Samstag, 28. August, 11:45 Uhr
    Der Keller war total überschwemmt. Es stank nach Fäule, nach feuchtem Verputz und dem Fluss. Bei der dämmrigen Beleuchtung konnte man fast nichts sehen. An der entgegengesetzten Wand stand Reynaud auf einem Turm aus Kisten. Er sah aus wie ein schiffbrüchiger Seemann auf einer winzigen Insel, sein verschwommenes Gesicht ein Bild des Grauens, die Arme hatte er beschwörend erhoben.
    Als er uns erkannte, sprang er ins Wasser, das ihm bis zum Bauch ging, und ruderte mit erschöpften Bewegungen auf uns zu. Gleichzeitig versuchte er, schützend eine Hand über die Augen zu halten. Hier war ein Mann, der in einem Alptraum gefangen war und die Hoffnung, daraus zu erwachen, längst aufgegeben hatte.

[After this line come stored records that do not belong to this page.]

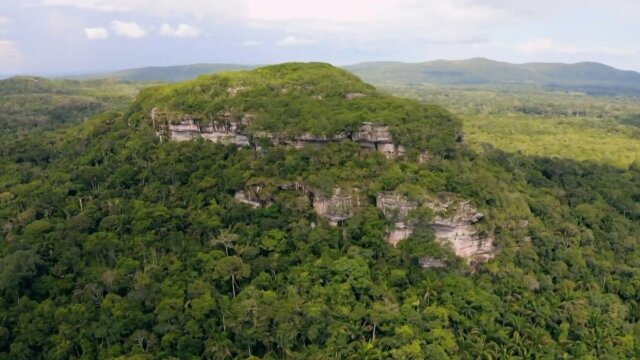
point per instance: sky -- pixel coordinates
(60, 37)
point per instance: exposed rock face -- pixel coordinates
(225, 129)
(429, 263)
(396, 207)
(338, 207)
(241, 196)
(377, 138)
(351, 96)
(183, 128)
(454, 224)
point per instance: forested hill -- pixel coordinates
(116, 243)
(167, 73)
(30, 103)
(295, 99)
(587, 76)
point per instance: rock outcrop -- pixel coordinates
(337, 207)
(227, 129)
(396, 208)
(454, 224)
(222, 129)
(378, 138)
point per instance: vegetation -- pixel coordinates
(606, 142)
(536, 122)
(114, 245)
(29, 103)
(155, 74)
(304, 98)
(592, 78)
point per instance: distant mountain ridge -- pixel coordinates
(175, 73)
(589, 77)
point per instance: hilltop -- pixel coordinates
(145, 233)
(588, 77)
(296, 98)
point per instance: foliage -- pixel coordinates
(298, 98)
(114, 245)
(30, 103)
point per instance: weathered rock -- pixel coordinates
(222, 128)
(242, 197)
(337, 207)
(453, 224)
(396, 207)
(351, 96)
(429, 263)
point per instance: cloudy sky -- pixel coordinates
(80, 36)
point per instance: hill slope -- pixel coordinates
(30, 103)
(168, 73)
(115, 243)
(588, 77)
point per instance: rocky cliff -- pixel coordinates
(228, 129)
(396, 208)
(454, 224)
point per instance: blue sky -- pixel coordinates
(82, 36)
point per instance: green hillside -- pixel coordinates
(588, 77)
(300, 98)
(115, 244)
(32, 103)
(168, 73)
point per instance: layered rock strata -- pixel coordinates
(225, 129)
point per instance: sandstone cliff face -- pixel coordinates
(396, 207)
(454, 224)
(227, 130)
(337, 207)
(222, 129)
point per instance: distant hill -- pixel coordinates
(28, 103)
(168, 73)
(589, 77)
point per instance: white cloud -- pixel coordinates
(293, 41)
(128, 29)
(9, 54)
(97, 33)
(183, 30)
(196, 8)
(546, 46)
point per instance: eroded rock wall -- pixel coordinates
(223, 128)
(453, 223)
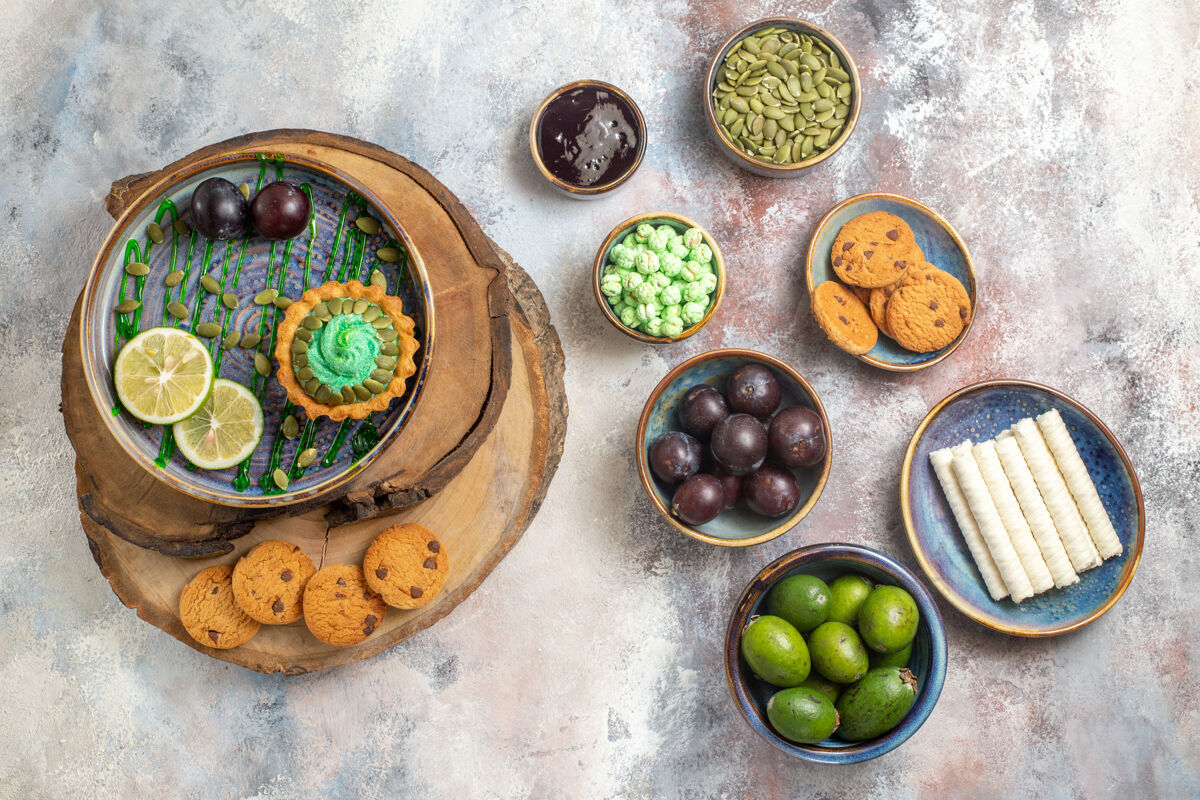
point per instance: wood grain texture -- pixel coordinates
(465, 394)
(479, 516)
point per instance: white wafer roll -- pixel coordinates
(1080, 483)
(1056, 495)
(1011, 515)
(983, 509)
(1035, 510)
(942, 467)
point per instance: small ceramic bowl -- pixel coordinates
(937, 239)
(978, 413)
(733, 151)
(570, 190)
(617, 234)
(827, 561)
(736, 527)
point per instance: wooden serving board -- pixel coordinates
(479, 516)
(465, 394)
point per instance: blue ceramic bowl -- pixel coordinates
(937, 239)
(827, 561)
(737, 527)
(979, 413)
(339, 251)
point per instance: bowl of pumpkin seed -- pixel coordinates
(783, 95)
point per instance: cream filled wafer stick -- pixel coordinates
(1035, 510)
(983, 509)
(1080, 483)
(942, 462)
(1054, 491)
(1011, 515)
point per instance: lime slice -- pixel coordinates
(162, 376)
(225, 431)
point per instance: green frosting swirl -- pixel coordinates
(342, 353)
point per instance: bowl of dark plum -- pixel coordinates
(733, 447)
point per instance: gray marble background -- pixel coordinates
(1060, 139)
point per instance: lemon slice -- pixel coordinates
(163, 376)
(225, 431)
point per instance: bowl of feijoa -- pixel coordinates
(835, 654)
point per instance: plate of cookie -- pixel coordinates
(891, 282)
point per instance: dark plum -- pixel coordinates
(797, 437)
(280, 210)
(739, 444)
(699, 499)
(700, 409)
(219, 209)
(754, 390)
(675, 457)
(771, 491)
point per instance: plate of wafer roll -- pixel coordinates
(1021, 507)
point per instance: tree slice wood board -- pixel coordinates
(479, 516)
(463, 396)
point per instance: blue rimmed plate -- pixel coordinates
(978, 413)
(244, 266)
(937, 239)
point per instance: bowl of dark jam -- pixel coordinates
(587, 138)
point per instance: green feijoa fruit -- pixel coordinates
(876, 704)
(803, 600)
(898, 659)
(802, 715)
(838, 653)
(888, 619)
(820, 685)
(846, 595)
(775, 651)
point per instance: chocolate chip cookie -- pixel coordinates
(209, 612)
(269, 582)
(407, 565)
(339, 607)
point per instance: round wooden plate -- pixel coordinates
(479, 516)
(463, 396)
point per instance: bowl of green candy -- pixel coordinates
(659, 277)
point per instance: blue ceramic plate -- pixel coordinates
(245, 266)
(937, 239)
(827, 561)
(979, 413)
(738, 527)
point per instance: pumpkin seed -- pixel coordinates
(370, 226)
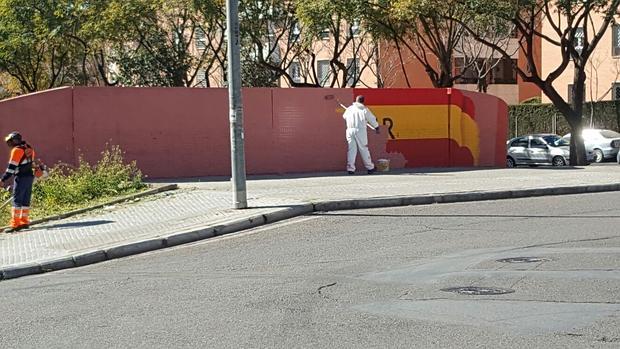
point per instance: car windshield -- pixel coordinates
(610, 134)
(556, 141)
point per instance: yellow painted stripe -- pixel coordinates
(431, 122)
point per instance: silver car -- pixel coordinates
(600, 143)
(537, 149)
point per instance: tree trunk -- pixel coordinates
(575, 119)
(577, 147)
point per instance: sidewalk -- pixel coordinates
(201, 209)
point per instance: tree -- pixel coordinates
(34, 45)
(157, 48)
(575, 29)
(338, 27)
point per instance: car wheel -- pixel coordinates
(559, 161)
(510, 162)
(598, 155)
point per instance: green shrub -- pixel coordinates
(539, 118)
(68, 188)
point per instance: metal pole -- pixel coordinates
(237, 153)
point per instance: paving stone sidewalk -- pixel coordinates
(203, 203)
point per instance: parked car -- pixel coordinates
(537, 149)
(601, 143)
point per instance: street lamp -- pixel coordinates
(237, 152)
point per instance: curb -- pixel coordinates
(157, 190)
(202, 233)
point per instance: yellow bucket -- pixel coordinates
(383, 165)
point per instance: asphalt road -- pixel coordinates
(365, 279)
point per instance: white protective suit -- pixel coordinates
(358, 117)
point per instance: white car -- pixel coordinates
(537, 149)
(603, 144)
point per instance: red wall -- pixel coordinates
(181, 132)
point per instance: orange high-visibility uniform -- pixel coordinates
(21, 166)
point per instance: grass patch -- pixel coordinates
(69, 188)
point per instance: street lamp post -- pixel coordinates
(235, 105)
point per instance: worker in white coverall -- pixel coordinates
(358, 117)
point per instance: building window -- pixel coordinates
(324, 35)
(201, 78)
(615, 45)
(504, 72)
(201, 40)
(579, 40)
(295, 72)
(355, 27)
(295, 32)
(615, 91)
(323, 72)
(353, 71)
(468, 75)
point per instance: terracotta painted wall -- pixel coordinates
(178, 132)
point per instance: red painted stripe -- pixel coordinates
(403, 96)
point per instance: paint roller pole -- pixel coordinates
(236, 107)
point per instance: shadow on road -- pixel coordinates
(74, 225)
(457, 215)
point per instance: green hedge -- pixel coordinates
(538, 118)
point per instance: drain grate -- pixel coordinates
(478, 291)
(523, 260)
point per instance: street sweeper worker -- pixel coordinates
(357, 118)
(21, 167)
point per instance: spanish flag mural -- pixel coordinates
(440, 127)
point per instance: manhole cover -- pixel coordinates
(523, 260)
(478, 291)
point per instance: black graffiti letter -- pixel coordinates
(390, 124)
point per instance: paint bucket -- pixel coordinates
(383, 165)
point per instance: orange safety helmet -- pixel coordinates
(13, 138)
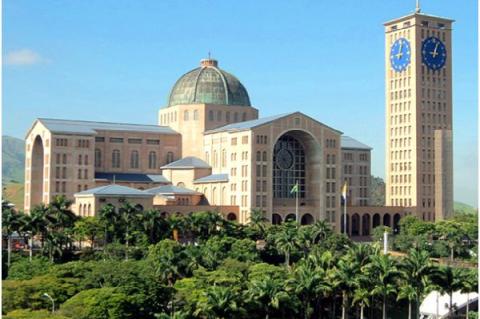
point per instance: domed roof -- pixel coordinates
(209, 84)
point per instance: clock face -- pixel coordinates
(434, 53)
(400, 54)
(284, 159)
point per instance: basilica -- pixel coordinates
(211, 151)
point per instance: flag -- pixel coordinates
(294, 188)
(344, 191)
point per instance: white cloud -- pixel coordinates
(23, 57)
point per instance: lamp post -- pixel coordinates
(51, 299)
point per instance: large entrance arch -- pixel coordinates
(296, 157)
(36, 172)
(307, 219)
(355, 225)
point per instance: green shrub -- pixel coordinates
(102, 303)
(27, 294)
(35, 314)
(24, 269)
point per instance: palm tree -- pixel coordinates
(448, 280)
(408, 291)
(321, 230)
(361, 296)
(151, 222)
(285, 240)
(128, 212)
(470, 284)
(220, 302)
(416, 269)
(268, 293)
(108, 216)
(10, 224)
(39, 221)
(257, 221)
(384, 270)
(346, 270)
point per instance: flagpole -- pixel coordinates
(296, 202)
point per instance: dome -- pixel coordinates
(210, 85)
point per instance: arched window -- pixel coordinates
(152, 160)
(169, 157)
(116, 159)
(98, 158)
(134, 159)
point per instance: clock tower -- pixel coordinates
(418, 85)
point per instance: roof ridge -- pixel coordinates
(102, 122)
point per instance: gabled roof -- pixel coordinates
(90, 127)
(114, 190)
(247, 125)
(171, 190)
(132, 177)
(350, 143)
(214, 178)
(187, 162)
(241, 126)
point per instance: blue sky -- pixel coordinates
(116, 60)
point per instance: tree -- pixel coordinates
(361, 296)
(10, 223)
(285, 240)
(152, 223)
(470, 284)
(99, 303)
(268, 294)
(451, 231)
(448, 280)
(88, 227)
(383, 271)
(108, 216)
(416, 269)
(220, 302)
(128, 214)
(257, 222)
(408, 291)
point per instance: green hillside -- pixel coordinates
(13, 159)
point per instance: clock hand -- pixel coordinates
(434, 53)
(399, 54)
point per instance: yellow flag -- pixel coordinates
(344, 190)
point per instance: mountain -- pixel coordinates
(13, 159)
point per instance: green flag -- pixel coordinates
(294, 188)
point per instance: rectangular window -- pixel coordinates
(153, 142)
(134, 141)
(116, 140)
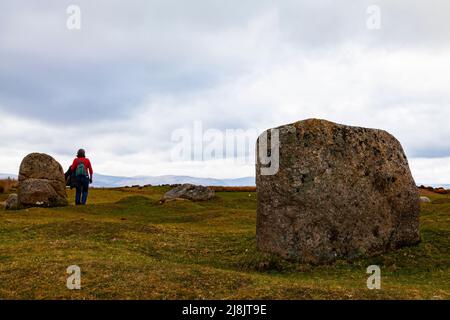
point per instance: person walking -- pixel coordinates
(82, 171)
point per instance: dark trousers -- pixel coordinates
(82, 190)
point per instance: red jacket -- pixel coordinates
(86, 162)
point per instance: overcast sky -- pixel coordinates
(137, 71)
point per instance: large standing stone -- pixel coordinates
(340, 192)
(41, 182)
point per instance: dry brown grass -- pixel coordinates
(232, 189)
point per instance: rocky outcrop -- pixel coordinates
(424, 200)
(12, 202)
(339, 192)
(190, 192)
(41, 182)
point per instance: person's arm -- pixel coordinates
(91, 172)
(74, 165)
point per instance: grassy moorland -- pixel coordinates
(129, 246)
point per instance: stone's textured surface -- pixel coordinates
(41, 182)
(340, 192)
(190, 192)
(12, 202)
(425, 199)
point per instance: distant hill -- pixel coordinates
(112, 181)
(105, 181)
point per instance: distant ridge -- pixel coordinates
(106, 181)
(114, 181)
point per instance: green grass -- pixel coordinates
(129, 246)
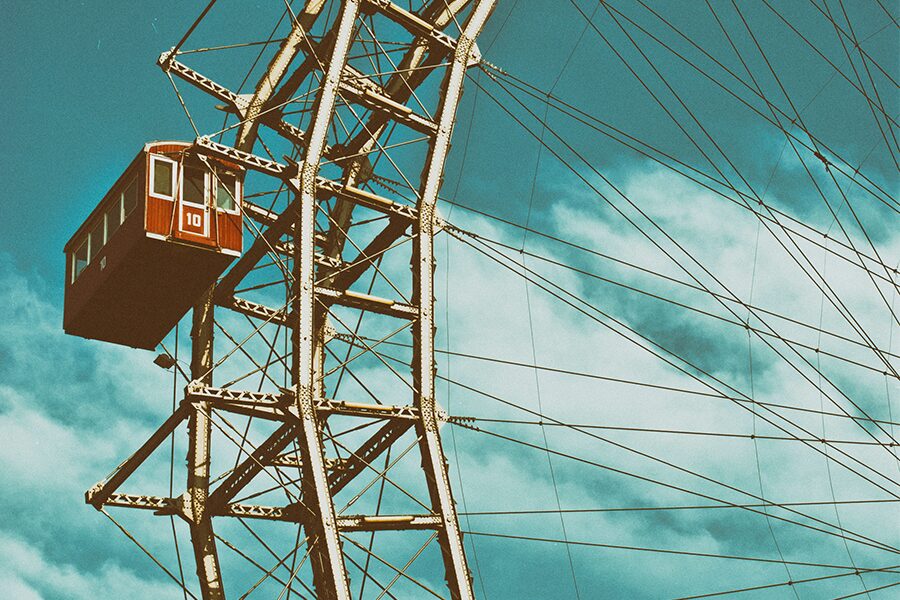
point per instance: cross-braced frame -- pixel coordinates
(318, 423)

    »Schnell«, krächzte er mit heiserer Stimme, sobald er die Kellertreppe erreicht hatte. Nur die obersten beiden Stufen waren noch nicht überschwemmt. Er schaffte es gerade mal bis zur Hälfte, dann stolperte er und platschte ins Wasser. Joséphine packte ihn am Arm, ich ergriff den anderen Arm, und gemeinsam zogen wir ihn vollends nach oben.
    »Schnell!«, rief er noch einmal.
    »Alles okay«, sagte ich. »Sie sind in Sicherheit.«
    Aber man sah ihm an, dass keineswegs alles okay war. Sein Gesicht mit dem Dreitagebart war totenbleich. Die Augen musste er zusammenkneifen, weil das Licht viel zu grell für ihn war, er atmete mühsam und keuchend. Ein Hustenanfall schüttelte ihn, und er krümmte sich zusammen, bis er wieder einigermaßen Luft bekam.
    »Ihr versteht nicht, was ich meine! Joséphines Junge! Das Bencharki-Mädchen!« Wieder schüttelte ihn der Husten, und er gestikulierte verzweifelt.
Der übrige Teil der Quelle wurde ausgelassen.